Who would you defend, Caesar or Brutus?

“Good” discussion questions are those that inspire and provoke critical thinking. Often these questions cannot be answered without giving the students time for thought and reflection. As teachers on strict time constraints, we want to progress the flow of the classroom. We ask students to perform activities and skills or to answer questions that require higher thinking levels that may not necessarily be immediate responses for students. One of the key strengths of success in a Socratic Discussion is allotting time before the discussion begins for students to reflect on the question and record some of their own thoughts for reference as they begin responding to the question and to their peers. Good discussion questions should promote higher-level thinking and require complexity of answers. Students should not be able to restate parts of the question as their answer (Ex. “Mr. Darcy was my favorite character.”) Additional information should be required in response to a good discussion question.

This link provides a basic framework for creating good questions for a Socratic Discussion. This list was complied from The Thinker’s Guide to the Art of Socratic Questioning. [1]


Lesson Three: Evaluating the Socratic Discussion

Students should be given written guidelines prior to the Socratic Discussion. The teacher should outline expectations, as should be done with any lesson where students will be participating in an unfamiliar activity.

Socratic Discussions may be done two different ways: 1. (formal) With participants and observers actively taking notes about what is said for further evaluation, and 2. (informal) as a whole-group discussion without a formal evaluation of the discussion.

When Socratic Discussions are done in an informal setting, it is up to the teacher to create an evaluation. This can be done as simply as a mental evaluation of how well the discussion went and how in-depth students went into the text, or as complexly as keeping track of how many times each student participated and keeping a record of what was said.
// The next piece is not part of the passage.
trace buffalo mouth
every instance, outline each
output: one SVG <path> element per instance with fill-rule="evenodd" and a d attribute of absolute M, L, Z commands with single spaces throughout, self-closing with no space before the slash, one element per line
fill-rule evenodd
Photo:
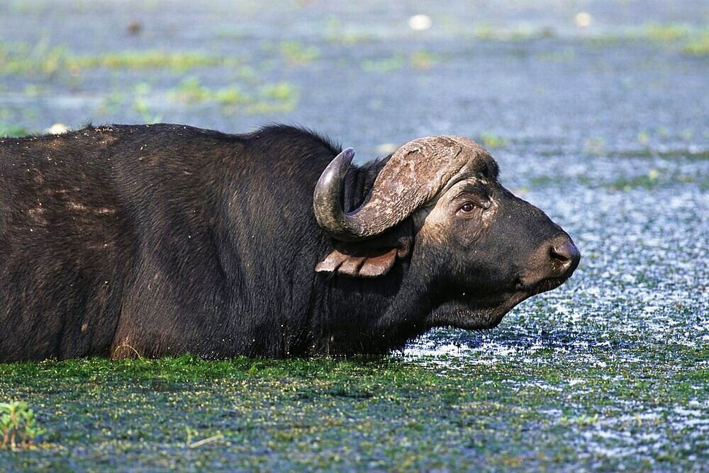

If a Socratic Discussion is done in a formal setting instructions should be given to observers on how they are to evaluate their peers. A Socratic Discussion can be used to evaluate content, participation, and even speaking. Depending on the purpose or focus of the lesson, each Socratic Discussion lesson could have a different type of evaluation. However, it is essential that the observers know what their responsibilities are and what they should be looking for from their peers. In most cases, the class would be divided in half with each student given a partner. One student would be involved in the discussion and their partner would be the observer. The observing partner should be given a written list of things to observe about their partner. This will serve as a participation evaluation so the teacher does not need to keep track of all of this on their own for every student, as well as a personal evaluation of skills for the partner being observed.

There is an extensive list of the kinds of things that could be on this evaluation. For basic reference and for ideas of an outline please see “The Art of Socratic Questioning Checklist” on pgs. 10-11 from the following link: [1]



1. Create a list of open-ended questions based upon the text you are currently teaching, or text for an upcoming unit. (For future teachers, chose a text that you would like to teach).

2. Show your list to a colleague and ask for advice upon how to improve your open-ended questions for further discussion. For a different viewpoint, consult with a colleague who teachers a different content subject. They may have found a positive way to generate discussion by asking certain types of questions with the same group of students in your classroom. Their insight may be just as beneficial (if not more beneficial) than the insight of another ELA teacher.


[1] Paul, Richard, and Linda Elder. The Thinker's Guide to the Art of Socratic Questioning. Dillon Beach, CA: Foundation for Critical Thinking, 2006. Print.